If this sounds like a throwback to the good old days of Lethal Weapon, it’s not. Lethal Weapon was a mystery that had the good sense to stay on course and provide lots of crazy action and violence, letting the audience believe that they were experiencing thinking-man’s ‘splosions. Edge of Darkness gets bogged down in shabby knife fights and face punches in the service of about five thousand pointless conversations between actors who are either undeserving of sharing the screen with their co-stars, or are too good and too embarrassed to deliver their clunky lines. About an hour’s worth of scenes could be trimmed from this movie and the central story and decent surprises would still be just as effective. Edge of Darkness is too dumb to be a good political thriller and not exciting enough to be an action movie.

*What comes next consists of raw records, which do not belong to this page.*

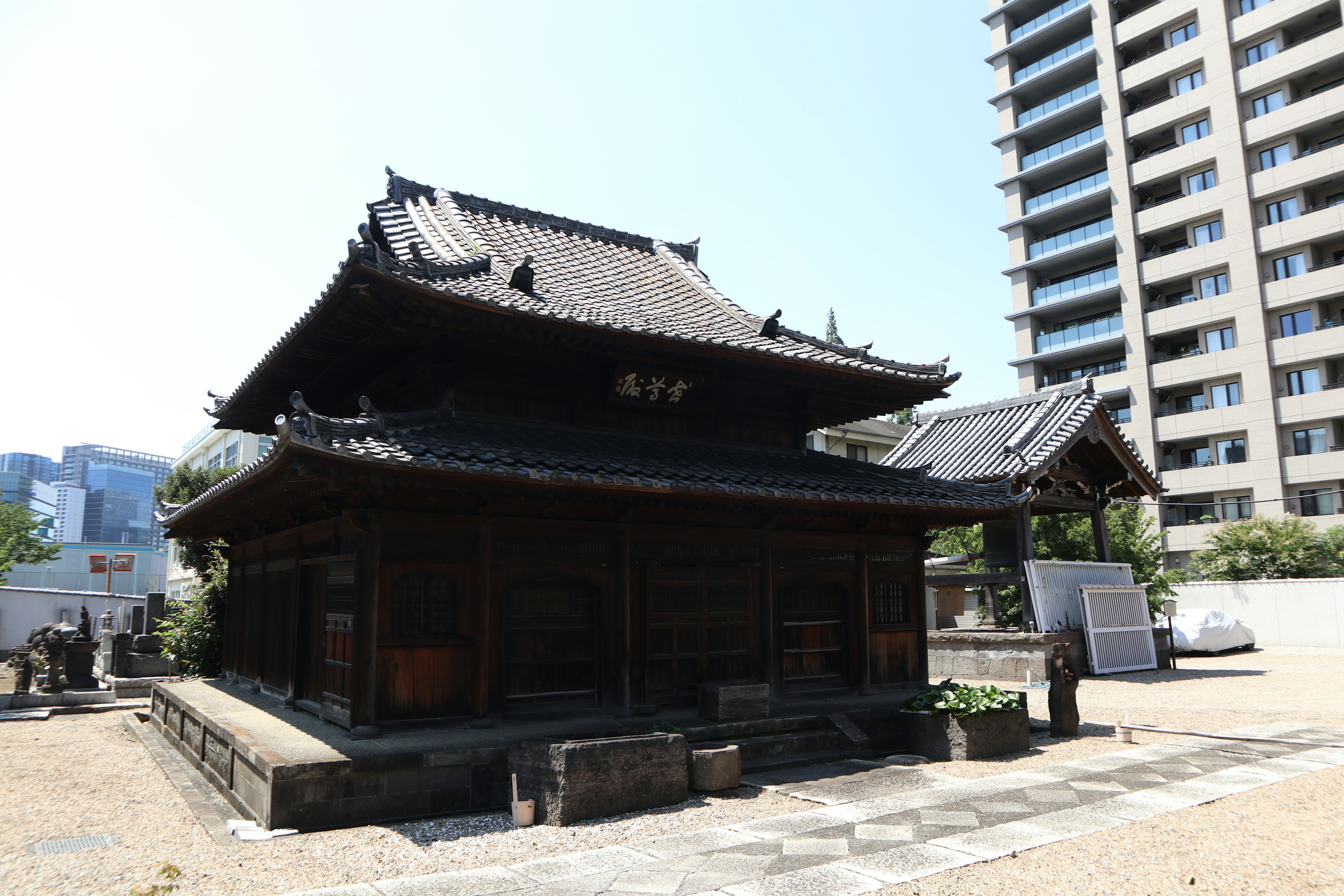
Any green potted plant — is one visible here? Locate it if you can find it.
[901,678,1031,762]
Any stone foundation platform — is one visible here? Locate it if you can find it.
[929,629,1087,682]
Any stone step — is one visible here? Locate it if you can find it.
[742,750,872,775]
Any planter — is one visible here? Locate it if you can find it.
[896,700,1031,762]
[508,735,687,825]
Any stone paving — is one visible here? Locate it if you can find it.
[275,724,1344,896]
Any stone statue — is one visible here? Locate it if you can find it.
[1050,643,1078,737]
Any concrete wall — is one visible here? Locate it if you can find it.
[1173,579,1344,648]
[0,586,145,656]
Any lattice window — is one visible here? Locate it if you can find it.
[392,572,457,638]
[872,579,910,626]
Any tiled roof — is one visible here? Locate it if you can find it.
[212,170,961,416]
[882,379,1156,491]
[163,411,1016,525]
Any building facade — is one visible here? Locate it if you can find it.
[984,0,1344,566]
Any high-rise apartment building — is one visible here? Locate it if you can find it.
[984,0,1344,566]
[0,451,61,485]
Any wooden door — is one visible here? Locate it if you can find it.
[779,579,849,691]
[868,574,919,685]
[504,578,598,709]
[646,567,751,704]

And that’s a real shame, considering director Martin Campbell gave us the superb Casino Royale, a movie that, while over-long, managed to excite the mind and the pulse. Here, the material he’s trying to bring to life is a convoluted mash-up of the man-on-a-mission revenge fantasy. Tommy’s frequent visions of his daughter as a young girl and the intermittent presence of a shadowy enforcer named Jedburgh (Ray Winstone) are meant to add weight to the picture, but they pop up too often and add absolutely zero forward momentum to the story. So instead of being moved or intrigued, we’re left to marvel at Winstone’s pronunciation of the word “daughter”, which comes out, “doe-uh”. I mean, I know he’s a great English actor, but here he comes off as an Eastern Kentuckian doing Dick Van Dyke in Mary Poppins.

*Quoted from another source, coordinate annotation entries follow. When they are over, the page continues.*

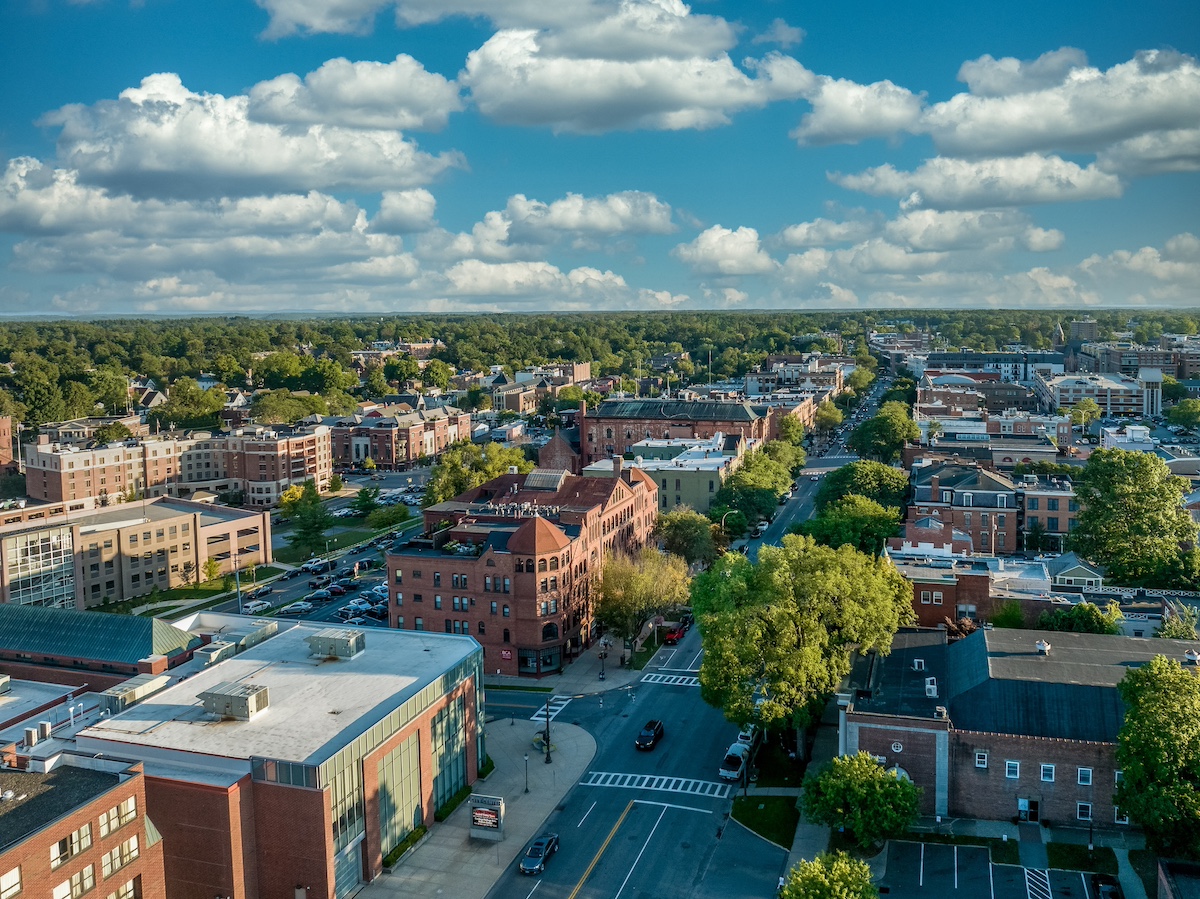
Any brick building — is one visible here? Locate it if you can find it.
[25,425,334,508]
[839,629,1189,828]
[76,616,486,899]
[580,396,816,466]
[388,459,658,676]
[0,753,167,899]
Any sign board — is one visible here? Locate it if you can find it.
[467,793,504,843]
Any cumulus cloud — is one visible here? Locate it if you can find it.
[671,224,779,275]
[920,50,1200,156]
[248,53,462,131]
[790,76,924,144]
[750,19,804,50]
[371,187,438,234]
[42,73,462,197]
[830,154,1122,209]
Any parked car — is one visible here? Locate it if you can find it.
[520,833,558,874]
[634,718,662,749]
[716,743,750,780]
[662,623,688,646]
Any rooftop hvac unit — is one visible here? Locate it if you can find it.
[100,675,170,715]
[304,628,367,659]
[193,640,238,667]
[197,683,270,721]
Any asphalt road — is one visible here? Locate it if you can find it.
[488,630,787,899]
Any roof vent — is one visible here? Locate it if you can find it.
[304,628,367,659]
[197,682,270,721]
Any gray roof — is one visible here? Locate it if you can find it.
[0,603,200,665]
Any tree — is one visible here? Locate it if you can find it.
[812,460,908,515]
[779,415,804,446]
[1034,600,1124,635]
[846,402,920,462]
[1116,655,1200,858]
[691,534,913,727]
[425,443,534,505]
[654,507,716,565]
[1067,449,1196,587]
[779,852,880,899]
[1070,396,1100,431]
[595,546,688,640]
[1154,604,1200,640]
[788,493,900,556]
[803,753,922,849]
[814,400,846,436]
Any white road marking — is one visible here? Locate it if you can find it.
[580,771,737,799]
[612,809,667,899]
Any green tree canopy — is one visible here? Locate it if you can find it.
[425,443,534,505]
[654,507,716,565]
[1067,449,1196,587]
[595,546,688,640]
[1116,655,1200,859]
[691,534,913,726]
[779,852,880,899]
[803,753,922,849]
[788,493,900,556]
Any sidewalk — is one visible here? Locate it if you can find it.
[358,718,596,899]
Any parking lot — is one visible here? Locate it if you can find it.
[878,840,1096,899]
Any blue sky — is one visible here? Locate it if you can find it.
[0,0,1200,316]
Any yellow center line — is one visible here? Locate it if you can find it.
[566,799,634,899]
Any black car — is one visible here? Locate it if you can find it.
[634,719,662,749]
[521,833,558,874]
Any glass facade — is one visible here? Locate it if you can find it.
[5,527,76,609]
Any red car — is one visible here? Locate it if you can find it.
[662,624,688,646]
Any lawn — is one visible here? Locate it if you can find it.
[1046,843,1117,874]
[733,796,800,849]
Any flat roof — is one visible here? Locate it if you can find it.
[79,622,480,771]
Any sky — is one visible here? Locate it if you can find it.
[0,0,1200,317]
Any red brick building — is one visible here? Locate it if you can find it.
[0,741,167,899]
[388,459,658,676]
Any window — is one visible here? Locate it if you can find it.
[50,825,91,870]
[0,868,20,899]
[100,837,138,877]
[100,796,138,840]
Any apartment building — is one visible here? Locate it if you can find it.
[0,753,167,899]
[388,459,658,677]
[0,497,271,609]
[25,425,334,508]
[323,406,470,471]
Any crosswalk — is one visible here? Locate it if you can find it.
[529,696,571,723]
[642,675,700,687]
[580,771,737,799]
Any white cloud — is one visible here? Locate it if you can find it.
[750,19,804,50]
[830,154,1122,209]
[671,224,779,275]
[250,53,462,131]
[920,50,1200,156]
[959,47,1087,97]
[505,191,674,240]
[790,76,924,144]
[42,73,462,197]
[779,218,875,247]
[371,187,438,234]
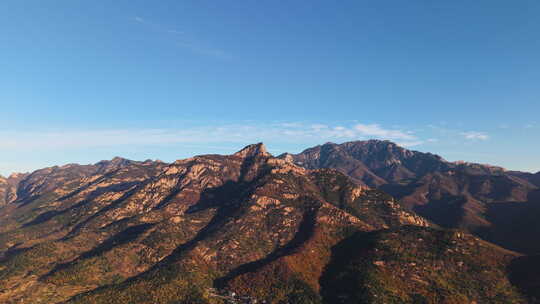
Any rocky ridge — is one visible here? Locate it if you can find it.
[0,144,525,303]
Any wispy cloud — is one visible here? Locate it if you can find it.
[0,122,423,151]
[461,131,489,141]
[133,16,230,59]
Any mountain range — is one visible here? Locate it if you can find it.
[0,140,540,303]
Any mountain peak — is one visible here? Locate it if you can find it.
[233,143,270,158]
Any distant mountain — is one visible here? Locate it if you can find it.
[0,144,530,304]
[0,173,28,207]
[280,140,540,253]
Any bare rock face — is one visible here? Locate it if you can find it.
[280,140,540,254]
[0,173,28,207]
[0,144,532,303]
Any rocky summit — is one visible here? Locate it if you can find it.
[0,141,540,304]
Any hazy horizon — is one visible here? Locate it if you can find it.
[0,0,540,176]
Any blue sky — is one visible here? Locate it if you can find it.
[0,0,540,175]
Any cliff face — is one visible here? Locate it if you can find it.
[281,140,540,254]
[0,144,523,303]
[0,173,28,207]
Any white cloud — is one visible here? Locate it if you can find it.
[354,124,416,140]
[0,122,422,151]
[461,131,489,141]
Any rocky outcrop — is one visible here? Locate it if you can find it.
[0,144,532,304]
[280,140,540,254]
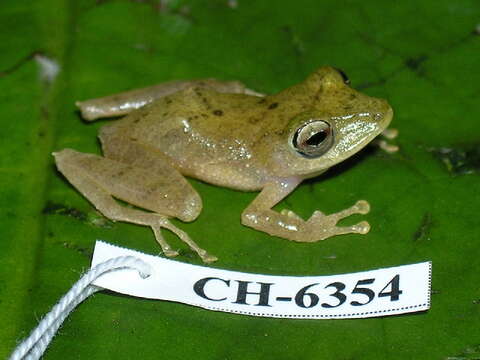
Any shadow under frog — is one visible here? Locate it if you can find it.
[54,67,393,262]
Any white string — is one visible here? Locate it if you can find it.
[9,256,151,360]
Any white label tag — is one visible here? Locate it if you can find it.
[92,241,431,319]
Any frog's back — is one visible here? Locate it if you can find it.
[101,88,296,190]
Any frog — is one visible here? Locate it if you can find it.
[53,66,395,263]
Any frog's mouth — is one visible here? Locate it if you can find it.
[324,106,393,166]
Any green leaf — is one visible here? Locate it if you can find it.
[0,0,480,359]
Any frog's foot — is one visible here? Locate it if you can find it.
[151,215,218,263]
[280,209,303,221]
[297,200,370,242]
[373,129,399,153]
[242,200,370,242]
[54,149,216,262]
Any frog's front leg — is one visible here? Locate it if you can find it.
[54,149,216,262]
[242,179,370,242]
[76,79,263,121]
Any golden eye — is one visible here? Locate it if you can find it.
[292,120,333,158]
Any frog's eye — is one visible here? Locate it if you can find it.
[292,120,333,158]
[335,68,350,85]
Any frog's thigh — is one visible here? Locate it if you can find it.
[55,149,202,221]
[76,79,263,121]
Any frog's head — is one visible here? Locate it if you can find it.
[268,67,393,178]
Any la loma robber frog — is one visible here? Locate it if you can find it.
[54,67,393,262]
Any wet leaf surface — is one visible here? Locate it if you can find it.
[0,0,480,359]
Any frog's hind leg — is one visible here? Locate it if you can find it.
[54,149,216,262]
[76,79,263,121]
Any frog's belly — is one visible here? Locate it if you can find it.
[172,159,266,191]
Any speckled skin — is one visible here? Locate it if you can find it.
[56,67,393,261]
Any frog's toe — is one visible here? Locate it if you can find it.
[280,209,303,221]
[163,249,178,257]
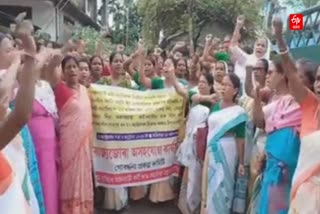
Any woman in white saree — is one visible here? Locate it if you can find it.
[0,14,40,214]
[201,74,248,214]
[171,71,217,214]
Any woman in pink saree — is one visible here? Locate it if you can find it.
[46,52,93,214]
[273,17,320,214]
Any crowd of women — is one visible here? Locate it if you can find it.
[0,11,320,214]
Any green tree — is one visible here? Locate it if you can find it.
[109,0,142,49]
[286,0,320,8]
[137,0,261,46]
[73,27,115,56]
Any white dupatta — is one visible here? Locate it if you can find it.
[35,80,58,120]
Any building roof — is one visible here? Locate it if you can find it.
[51,0,101,30]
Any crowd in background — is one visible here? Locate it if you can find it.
[0,11,320,214]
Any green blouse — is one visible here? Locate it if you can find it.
[188,90,212,109]
[210,103,246,139]
[96,77,132,89]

Speaking of distractions, whose genius idea was it to put Mel Gibson into so many scenes with actors who are waaaay taller than he is? And is everyone in Boston obsessed with Ginger Ale? Is that a local thing I’m not hip to? Why did Martin Campbell waste so much time and money on the scene where Tommy gets knocked out in his kitchen, kidnapped and taken to a nuclear facility only to awaken, knock out the guards and return to his kitchen (in the span of three minutes’ screen time)? Sorry, all of this went through my head while I was busy not being stimulated by the events on the screen.
It’s hard to believe that Edge of Darkness is based on a mini-series; in my opinion, there’s just enough plot to flesh out a decent episode of 24. I left the theatre angry, tired and confused. Some have hailed this movie as Mel Gibson’s triumphant return to acting. If that’s the case, I hope he remembers that some of his greatest roles were buoyed not by macho bluster and handguns but by screenplays that knew the difference between a well-scripted cover-up and gratuitous diversions meant to cover up weak writing.